Philadelphia School Reform Commission chairman Bill Green declared on Monday that my teachers union needs to “share in the sacrifice”.

And then the unelected, unaccountable entity charged with school oversight for the fifth largest city in the United States – in a last-minute meeting that took only 17 minutes and entertained no public comment – voted unanimously to cancel its contract with the Philadelphia Federation of Teachers (PFT) and demand new healthcare contributions from its employees.

Of course, Green’s words sounded awfully familiar: Republican governor Tom Corbett said the same in August, when he declared – not for the first time – that it was up to the teachers of Philadelphia’s public schools to fix the funding crisis that Corbett created through tax breaks for corporations, his refusal to tax Marcellus Shale drillers, the abandonment of an equitable state school funding formula and $1bn in budget cuts to education funding in Pennsylvania (in which poorer districts like Philadelphia were disproportionately hit).

Bashing teachers is an integral part of the political playbook of America’s most vulnerable governor: Corbett insults the teachers (and their union) in order to pit them against their own students, schools and communities. That it was more than just a personal bugbear became clear in June 2013, when we learned that PennCAN, yet another so-called “school-reform” group focused on vouchers, privatization, and the destruction of public schooling, had financed a “secret poll” that encouraged Corbett to attack the PFT in hopes of gaining support ahead of his midterm reelection campaign. (Not that his prospects for winning were any good – an actual, legit poll has Corbett down 17% with less than a month before Election Day.)

Starving the public education system and demanding that teachers personally make up the shortfall is not about the kids or the classrooms, or some considered ideological position, or even about budgetary savings. Cancelling contracts for people who educate your kids is about politics, plain and very cynical.

Why cynical? Because all of this – the systematic underfunding of schools, the cutting of budgets, the laying off of staff, the closings of schools to the point that the phrases “doomsday” and “empty shell” are commonplace to describe our educational system, this patched-together program of borrowing-and-advancing against our future and still cutting more services that our kids so desperately need – this was all intentional.

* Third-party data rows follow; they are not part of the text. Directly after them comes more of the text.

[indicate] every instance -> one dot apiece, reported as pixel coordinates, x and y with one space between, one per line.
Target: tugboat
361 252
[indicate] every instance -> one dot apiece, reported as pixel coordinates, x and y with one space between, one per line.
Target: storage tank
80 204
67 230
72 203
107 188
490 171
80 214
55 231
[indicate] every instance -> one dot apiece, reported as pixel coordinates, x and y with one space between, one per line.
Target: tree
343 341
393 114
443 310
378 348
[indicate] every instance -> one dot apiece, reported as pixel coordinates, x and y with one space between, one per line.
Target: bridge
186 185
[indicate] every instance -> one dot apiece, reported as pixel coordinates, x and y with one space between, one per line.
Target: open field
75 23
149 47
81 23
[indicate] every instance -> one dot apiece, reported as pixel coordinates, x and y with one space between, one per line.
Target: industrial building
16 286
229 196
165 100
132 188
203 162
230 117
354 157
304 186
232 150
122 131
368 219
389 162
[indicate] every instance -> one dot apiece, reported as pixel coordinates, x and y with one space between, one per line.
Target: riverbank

Our counterparts in surrounding districts do not have to contribute thousands of dollars out of their own pockets for the most basic supplies, like paper, pencils, even toilet paper, just so their students can have something beginning to resemble an appropriate educational environment. Those districts aren’t lacking in counselors, or nurses, or libraries and librarians, books and curricular materials – all while working with the neediest children. Their class sizes aren’t skyrocketing – with sometimes more than 40 kids per classroom – without adequate furniture, or textbooks, or space. Those schools in the rich suburban districts aren’t crumbling and sporting mold like it’s the newest back-to-school fashion accessory.

They also don’t serve a student population that is almost 86% non-white. And they’re not being asked to ante up to fix a problem of the governor’s making in a city where he’s expected to be voted out of office by embarrassing margins.

Green and the SRC say that the new, mandatory contributions to heathcare premiums of 10-13% are “not a reduction in salary”, though they’ll reduce the already-stretched paychecks of every teacher and employee of Philadelphia’s public schools. But not only do Corbett and his appointees at the SRC think that the educators of Philadelphia can’t do basic math, they also think we have amnesia.

Over a year ago, we offered to make the “sacrifices” that our elected officials demanded: we offered to take a pay freeze and make changes to our benefits, including making contributions to our healthcare premiums, totalling tens of millions of dollars. Those proposals were rejected out of hand – Corbett’s SRC refused to even met the PFT at the bargaining table to negotiate because to do so would have been to undermine their ultimate objective. They wanted this moment of political opportunity, and they wanted it in time for Corbett’s reelection. They wanted to present the revocation of our contract and the reduction in our pay to the citizens of Philadelphia (and, more importantly, the rest of Pennsylvania, where Corbett stands a remote chance at the polls) as though it were a foregone conclusion that our city’s educators are irrevocably opposed to the needs of our kids – that we wouldn’t have stepped up or sacrificed enough.

But to demand that the very educators who go to work and serve our kids every day be the only ones to pay for the mistakes of our political leadership is outrageous. To posit that we are a legitimate source of funding to cover corporate tax breaks is an insult not only to us teachers, but to the Philadelphia citizenry as a whole.

This is a lame-duck governor with no wins in his legislative agenda, who faces terrible poll numbers and the prospect of an election day haunted by the specter of laid-off educators, reduced services and skyrocketing property taxes as his impending legacy, unilaterally imposing unreasonable terms on a population his campaign advisers told him he’d look good being bad to. This is not even a Hail Mary for his campaign – it’s a “screw you”.

We hear you loud and clear, Governor Corbett. And it will feel damn good to return the favor in the voting booth, in the courts and, most importantly, in the classroom.